Conscient des risques et des enjeux qu'implique un tel investissement dans un registre metal en proie à une féroce concurrence, le trio ne chercha nullement à précipiter les événements, loin s'en faut. Mû par un soudain élan d'inspiration, celui-ci réalisera tout d'abord trois singles («
Losing Rhythm » ; « All I Want to Say », avec la participation de l'éminent vocaliste Tom S. Englund (
Evergrey,
Redemption,
Silent Skies) ; «
Breathe »), soit trois des six pistes de son premier et présent EP, «
Duality I ». Sortie quelques mois suite à ces trois vibrantes offrandes, cette auto-production généreuse de ses 35 minutes nous immerge au sein d'un univers pop metal mélodico-symphonique et moderne. Ce faisant, le message musical délivré se fait à la fois rayonnant, fringant, énigmatique et fortement chargé en émotion, où l'ombre de
Delain, Volturian,
Lacuna Coil,
Amaranthe et
Draconian plane sur nombre de ses arpèges d'accords.

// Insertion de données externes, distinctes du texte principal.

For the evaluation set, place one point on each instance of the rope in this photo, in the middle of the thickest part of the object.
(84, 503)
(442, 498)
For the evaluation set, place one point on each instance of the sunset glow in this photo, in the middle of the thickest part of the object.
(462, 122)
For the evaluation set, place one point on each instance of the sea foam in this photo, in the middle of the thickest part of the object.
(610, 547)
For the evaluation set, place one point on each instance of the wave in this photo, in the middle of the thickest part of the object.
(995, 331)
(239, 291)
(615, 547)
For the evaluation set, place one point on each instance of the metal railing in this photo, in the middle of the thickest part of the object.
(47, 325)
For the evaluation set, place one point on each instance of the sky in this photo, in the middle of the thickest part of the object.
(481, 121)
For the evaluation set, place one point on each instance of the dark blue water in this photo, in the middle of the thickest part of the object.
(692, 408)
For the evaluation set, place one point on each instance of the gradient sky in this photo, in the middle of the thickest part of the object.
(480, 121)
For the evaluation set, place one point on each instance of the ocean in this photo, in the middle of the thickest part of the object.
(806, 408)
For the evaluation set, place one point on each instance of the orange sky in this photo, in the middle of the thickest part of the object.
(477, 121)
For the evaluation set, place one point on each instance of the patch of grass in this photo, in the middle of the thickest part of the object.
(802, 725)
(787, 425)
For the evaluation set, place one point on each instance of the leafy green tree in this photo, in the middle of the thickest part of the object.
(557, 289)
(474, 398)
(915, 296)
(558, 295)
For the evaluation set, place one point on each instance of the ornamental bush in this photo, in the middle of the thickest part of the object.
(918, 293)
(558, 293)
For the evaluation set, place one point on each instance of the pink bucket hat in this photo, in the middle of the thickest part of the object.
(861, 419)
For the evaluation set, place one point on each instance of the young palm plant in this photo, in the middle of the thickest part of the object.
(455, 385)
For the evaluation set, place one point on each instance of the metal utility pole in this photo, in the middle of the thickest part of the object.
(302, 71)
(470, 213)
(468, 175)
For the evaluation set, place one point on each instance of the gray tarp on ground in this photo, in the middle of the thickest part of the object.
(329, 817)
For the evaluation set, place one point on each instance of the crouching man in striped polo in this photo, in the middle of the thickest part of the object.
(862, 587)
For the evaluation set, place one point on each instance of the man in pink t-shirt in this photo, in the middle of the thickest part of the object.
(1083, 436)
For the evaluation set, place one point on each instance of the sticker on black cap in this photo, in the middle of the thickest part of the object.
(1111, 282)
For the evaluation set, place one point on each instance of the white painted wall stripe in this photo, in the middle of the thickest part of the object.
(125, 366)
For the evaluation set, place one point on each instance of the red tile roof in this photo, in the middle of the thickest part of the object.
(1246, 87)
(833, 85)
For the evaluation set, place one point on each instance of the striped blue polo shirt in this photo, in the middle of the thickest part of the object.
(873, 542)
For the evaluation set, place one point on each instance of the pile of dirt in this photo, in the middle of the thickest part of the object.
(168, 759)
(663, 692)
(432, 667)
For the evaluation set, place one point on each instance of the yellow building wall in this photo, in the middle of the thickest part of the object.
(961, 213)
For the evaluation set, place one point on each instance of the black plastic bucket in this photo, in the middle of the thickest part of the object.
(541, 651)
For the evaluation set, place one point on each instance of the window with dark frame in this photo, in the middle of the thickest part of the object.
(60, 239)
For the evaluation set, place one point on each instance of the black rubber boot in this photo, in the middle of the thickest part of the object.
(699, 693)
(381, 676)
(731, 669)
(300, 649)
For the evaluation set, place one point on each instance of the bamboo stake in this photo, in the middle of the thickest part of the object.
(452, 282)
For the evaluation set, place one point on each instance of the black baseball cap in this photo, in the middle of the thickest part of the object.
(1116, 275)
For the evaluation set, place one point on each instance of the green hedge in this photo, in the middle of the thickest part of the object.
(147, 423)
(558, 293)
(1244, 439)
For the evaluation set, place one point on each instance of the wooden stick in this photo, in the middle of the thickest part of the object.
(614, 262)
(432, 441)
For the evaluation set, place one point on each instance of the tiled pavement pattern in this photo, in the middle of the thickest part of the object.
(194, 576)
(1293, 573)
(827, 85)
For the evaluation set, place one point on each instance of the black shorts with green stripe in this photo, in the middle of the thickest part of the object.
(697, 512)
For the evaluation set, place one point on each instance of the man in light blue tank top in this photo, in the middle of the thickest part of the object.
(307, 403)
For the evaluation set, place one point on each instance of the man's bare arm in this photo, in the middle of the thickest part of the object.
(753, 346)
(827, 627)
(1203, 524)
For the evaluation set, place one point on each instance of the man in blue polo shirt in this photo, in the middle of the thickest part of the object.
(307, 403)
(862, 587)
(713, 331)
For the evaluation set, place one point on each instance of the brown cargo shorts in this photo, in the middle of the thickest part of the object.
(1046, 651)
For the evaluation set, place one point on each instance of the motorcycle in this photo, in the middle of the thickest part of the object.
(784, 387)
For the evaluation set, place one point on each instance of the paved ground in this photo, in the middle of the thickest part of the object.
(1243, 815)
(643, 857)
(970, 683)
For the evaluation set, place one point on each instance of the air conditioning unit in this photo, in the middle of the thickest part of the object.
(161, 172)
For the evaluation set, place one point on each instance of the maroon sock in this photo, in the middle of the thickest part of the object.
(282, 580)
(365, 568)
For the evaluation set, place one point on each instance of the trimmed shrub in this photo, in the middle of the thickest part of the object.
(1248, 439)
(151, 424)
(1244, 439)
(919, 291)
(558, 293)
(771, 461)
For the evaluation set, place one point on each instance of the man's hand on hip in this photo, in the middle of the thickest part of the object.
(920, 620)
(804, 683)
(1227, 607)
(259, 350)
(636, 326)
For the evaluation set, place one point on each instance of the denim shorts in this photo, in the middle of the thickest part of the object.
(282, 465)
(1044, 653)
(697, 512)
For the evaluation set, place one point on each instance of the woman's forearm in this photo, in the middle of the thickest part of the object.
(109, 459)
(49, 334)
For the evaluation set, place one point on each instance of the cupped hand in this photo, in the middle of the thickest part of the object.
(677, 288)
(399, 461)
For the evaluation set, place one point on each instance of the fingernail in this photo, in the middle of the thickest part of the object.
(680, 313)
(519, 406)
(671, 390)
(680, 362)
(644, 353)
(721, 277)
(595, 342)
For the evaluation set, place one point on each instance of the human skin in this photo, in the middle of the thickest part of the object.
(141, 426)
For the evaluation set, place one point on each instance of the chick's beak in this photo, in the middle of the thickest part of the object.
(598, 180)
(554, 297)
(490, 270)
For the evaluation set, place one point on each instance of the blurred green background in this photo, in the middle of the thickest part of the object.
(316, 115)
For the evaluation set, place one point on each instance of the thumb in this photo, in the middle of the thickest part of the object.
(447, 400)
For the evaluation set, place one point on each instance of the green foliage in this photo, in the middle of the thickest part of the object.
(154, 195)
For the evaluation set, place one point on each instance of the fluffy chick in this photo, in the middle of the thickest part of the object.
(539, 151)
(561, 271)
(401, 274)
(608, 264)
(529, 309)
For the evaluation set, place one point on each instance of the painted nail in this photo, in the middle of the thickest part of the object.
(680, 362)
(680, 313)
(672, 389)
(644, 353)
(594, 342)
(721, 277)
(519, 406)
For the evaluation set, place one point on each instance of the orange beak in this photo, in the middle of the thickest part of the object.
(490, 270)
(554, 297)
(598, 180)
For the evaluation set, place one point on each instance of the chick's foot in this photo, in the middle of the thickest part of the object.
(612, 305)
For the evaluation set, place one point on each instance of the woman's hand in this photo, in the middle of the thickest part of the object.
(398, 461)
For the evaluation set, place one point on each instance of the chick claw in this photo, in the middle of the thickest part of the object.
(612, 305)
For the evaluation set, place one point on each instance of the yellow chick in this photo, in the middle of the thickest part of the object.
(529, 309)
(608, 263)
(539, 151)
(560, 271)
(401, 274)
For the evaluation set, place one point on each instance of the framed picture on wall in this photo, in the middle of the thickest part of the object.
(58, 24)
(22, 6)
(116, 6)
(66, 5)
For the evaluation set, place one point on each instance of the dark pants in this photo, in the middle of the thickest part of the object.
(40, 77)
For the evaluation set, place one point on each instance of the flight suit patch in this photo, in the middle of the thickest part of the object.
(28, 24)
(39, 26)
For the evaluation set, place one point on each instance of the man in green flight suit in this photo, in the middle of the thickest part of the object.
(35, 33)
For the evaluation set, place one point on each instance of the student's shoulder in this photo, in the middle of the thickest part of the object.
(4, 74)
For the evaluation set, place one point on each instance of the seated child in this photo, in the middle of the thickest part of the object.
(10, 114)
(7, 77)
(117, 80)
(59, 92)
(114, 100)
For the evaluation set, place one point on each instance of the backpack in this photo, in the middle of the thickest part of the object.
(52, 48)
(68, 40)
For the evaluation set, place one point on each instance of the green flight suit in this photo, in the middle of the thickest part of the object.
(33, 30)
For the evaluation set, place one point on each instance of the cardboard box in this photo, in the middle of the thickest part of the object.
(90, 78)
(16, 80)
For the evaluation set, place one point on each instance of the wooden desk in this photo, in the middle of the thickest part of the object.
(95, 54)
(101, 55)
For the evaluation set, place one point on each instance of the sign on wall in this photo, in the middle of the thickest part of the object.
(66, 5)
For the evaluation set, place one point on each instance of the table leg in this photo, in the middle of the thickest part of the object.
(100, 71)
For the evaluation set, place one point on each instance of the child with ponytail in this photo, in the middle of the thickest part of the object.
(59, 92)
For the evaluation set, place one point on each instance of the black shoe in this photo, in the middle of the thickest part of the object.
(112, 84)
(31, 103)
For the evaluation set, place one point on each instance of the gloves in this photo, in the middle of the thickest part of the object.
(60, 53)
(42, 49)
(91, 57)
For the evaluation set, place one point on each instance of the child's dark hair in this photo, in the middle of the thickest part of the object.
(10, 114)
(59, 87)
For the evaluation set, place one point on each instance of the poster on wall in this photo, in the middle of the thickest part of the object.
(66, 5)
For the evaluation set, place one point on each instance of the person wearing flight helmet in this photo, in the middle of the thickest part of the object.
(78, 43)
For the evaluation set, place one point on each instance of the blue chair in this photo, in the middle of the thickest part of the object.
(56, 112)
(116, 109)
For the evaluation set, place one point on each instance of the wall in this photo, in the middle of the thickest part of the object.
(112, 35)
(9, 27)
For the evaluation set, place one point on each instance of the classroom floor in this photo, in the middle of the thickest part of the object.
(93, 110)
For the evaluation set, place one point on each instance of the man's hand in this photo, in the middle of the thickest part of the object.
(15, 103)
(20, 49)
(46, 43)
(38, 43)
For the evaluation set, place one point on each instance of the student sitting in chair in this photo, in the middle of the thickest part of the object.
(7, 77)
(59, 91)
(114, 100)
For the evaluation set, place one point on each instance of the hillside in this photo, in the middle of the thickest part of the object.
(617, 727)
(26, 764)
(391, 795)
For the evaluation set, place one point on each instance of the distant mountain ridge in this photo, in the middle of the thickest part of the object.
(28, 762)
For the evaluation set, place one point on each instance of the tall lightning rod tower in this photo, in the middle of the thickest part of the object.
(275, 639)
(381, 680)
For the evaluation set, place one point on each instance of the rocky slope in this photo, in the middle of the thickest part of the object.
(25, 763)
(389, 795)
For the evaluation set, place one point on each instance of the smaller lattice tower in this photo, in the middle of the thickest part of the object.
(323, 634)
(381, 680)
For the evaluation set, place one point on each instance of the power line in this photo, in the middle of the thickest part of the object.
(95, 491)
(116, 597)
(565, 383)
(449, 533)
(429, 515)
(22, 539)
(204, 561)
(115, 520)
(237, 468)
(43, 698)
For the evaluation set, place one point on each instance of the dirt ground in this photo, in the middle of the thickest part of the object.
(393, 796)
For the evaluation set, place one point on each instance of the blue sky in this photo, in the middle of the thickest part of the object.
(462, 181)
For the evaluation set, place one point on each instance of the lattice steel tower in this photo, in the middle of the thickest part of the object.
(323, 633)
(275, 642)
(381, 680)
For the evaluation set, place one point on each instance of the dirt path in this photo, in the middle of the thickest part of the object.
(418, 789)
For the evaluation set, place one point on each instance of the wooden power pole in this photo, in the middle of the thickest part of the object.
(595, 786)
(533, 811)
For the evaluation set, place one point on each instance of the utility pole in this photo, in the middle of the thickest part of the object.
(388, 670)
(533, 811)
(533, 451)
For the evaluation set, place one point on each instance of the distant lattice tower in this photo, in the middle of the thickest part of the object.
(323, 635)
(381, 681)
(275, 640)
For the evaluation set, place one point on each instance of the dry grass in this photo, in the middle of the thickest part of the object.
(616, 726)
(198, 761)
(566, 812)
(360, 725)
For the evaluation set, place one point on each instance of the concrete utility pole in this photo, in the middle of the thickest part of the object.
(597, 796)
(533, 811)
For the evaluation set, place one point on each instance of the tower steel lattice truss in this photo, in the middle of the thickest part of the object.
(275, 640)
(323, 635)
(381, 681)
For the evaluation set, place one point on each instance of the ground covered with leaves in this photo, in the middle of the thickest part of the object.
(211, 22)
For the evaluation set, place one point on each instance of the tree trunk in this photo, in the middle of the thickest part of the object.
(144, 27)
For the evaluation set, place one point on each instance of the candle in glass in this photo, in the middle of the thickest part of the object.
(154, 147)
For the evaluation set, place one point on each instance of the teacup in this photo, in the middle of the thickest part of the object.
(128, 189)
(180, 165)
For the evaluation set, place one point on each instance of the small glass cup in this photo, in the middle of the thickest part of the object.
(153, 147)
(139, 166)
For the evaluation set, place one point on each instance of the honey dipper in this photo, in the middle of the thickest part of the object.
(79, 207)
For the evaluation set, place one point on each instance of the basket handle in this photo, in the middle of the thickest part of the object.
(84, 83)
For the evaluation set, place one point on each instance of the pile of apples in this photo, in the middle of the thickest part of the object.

Cet effort bénéficiant, par ailleurs, d'une belle profondeur de champ acoustique et de finitions passées au crible, c'est sans ambages que le chaland ira au terme du voyage. Il ne nous reste plus qu'à lever l'ancre et voguer sur cette mer limpide à la profonde agitation intérieure en quête de quelques terres d'abondance...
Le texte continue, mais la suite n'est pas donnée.